Adjusting S.C.’s Tax Structure Could Return Funding to Schools
April 20, 2010
After getting an earful from hundreds of teachers, students and parents worried about state education funding, some state legislators who attended the rally said they would consider changes to Act 388 to return funding to schools.
State Reps. Karl Allen, Bruce Bannister and Rex Rice attended the rally hosted by the Alliance for Quality Education at Clemson University’s International Center for Automotive Research and listened as first a parent, then a teacher, a student and a principal addressed the crowd, each to frequent applause and chants of, “Enough is enough.”
Allen said it was important for legislators to know the will of the people. He agreed that the state needs to chart a new course, perhaps by eliminating some tax exemptions or by tweaking Act 388 so that school funding doesn’t rely as heavily on “volatile” sales tax revenue.
Rep. Bill Wylie of Greenville, he held out what he called “slim” hope that cuts won’t be made in this year’s budget. The state needs a long-term education funding plan, he said, and possible changes to Act 388, which changed the state’s tax structure, could return funding to schools in coming years.
While any cut to education hurts, “Education funding faces only a 7 percent cut,” Wylie said. “Some agencies have been cut by 40 percent or more.”
Greenville County public schools face a $30 million cut in their 2010-2011 budget.
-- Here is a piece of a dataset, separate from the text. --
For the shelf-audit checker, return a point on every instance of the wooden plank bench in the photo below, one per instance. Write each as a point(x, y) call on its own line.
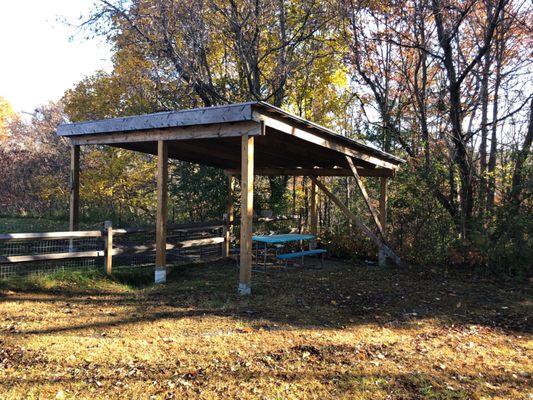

That is $75 slashed for every student, and that is on top of $42 million already cut in the past two years.
A budget proposal before the state Legislature would cut education funding statewide another $85 million or 6 percent, returning funding to 1995 levels of $1,630 per student.
Some say one solution is for the Legislature to revoke some of the more than $2.8 billion in state sales tax exemptions. Greenville and Pickens sch ool boards have adopted a resolution pushing that alternative.
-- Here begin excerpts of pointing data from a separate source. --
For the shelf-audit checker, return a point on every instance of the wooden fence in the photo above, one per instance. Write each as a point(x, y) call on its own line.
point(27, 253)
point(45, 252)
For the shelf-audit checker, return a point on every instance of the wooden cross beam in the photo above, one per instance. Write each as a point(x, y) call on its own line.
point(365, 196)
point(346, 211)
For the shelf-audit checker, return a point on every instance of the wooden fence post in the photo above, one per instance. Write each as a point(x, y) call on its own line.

Wendy Hook held a sign printed on a single blue sheet of 8.5-by-11 paper taped to a yellow ruler that read “enough is enough.”
She came from school and carted her two daughters, one a kindergarten student, to a rally filled with hundreds of teachers, students, parents and school administrators Monday in Greenville because she is worried about the future education of her daughter and her students.
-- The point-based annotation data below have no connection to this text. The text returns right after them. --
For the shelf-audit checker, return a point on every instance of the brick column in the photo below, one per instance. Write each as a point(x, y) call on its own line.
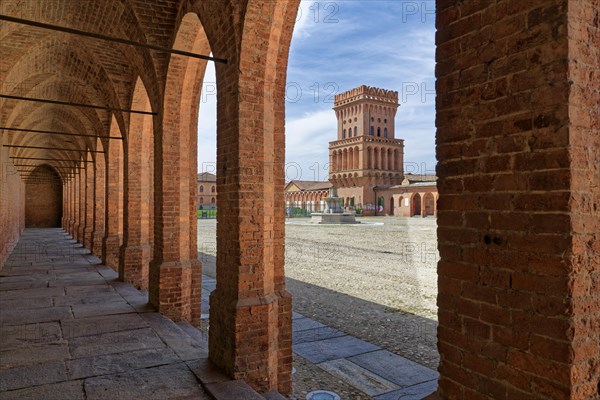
point(99, 203)
point(72, 191)
point(114, 203)
point(175, 271)
point(518, 148)
point(65, 216)
point(80, 215)
point(250, 322)
point(135, 251)
point(90, 198)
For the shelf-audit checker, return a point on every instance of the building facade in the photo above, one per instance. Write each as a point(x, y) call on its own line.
point(308, 196)
point(366, 153)
point(366, 162)
point(207, 191)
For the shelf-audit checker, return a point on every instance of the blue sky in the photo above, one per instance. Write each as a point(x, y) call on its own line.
point(338, 45)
She sees the effects of budget cuts every day in her classroom. Class sizes are growing; supplies are shrinking.
“We can’t buy paper. We can’t buy supplies,” Hook said. “We have parents bringing us scraps of paper from home just so the kids will have something to write on. These are kindergartners. They need these tools to learn.”
Hook has had enough. That is why she pushed a stroller and fed her children juice boxes and chips to attend a rally
Teachers are fighting for funding to keep science labs open and staffed, to replace books and to keep class sizes small enough that students who raise their hand in class don’t forget why by the time the teacher gets around to calling on them.
Some teachers are fighting for their jobs. They all wanted to tell the state’s legislators what they need.
Kelly Nalley, a Spanish teacher at Fork Shoals School and Greenville County’s teacher of the year, told the crowd the state needs a new plan for public education. Economic downturns aren’t a time to make blanket cuts, she said, but “a time to refocus” on what is important.
Holly Wilkes, who teaches Spanish at Sara Collins, feared that her position might be cut. She hopes rallies will catch the Legislature’s ear in time to make a difference this year.
“We hope so,” Wilkes said. “That’s why we’re here.”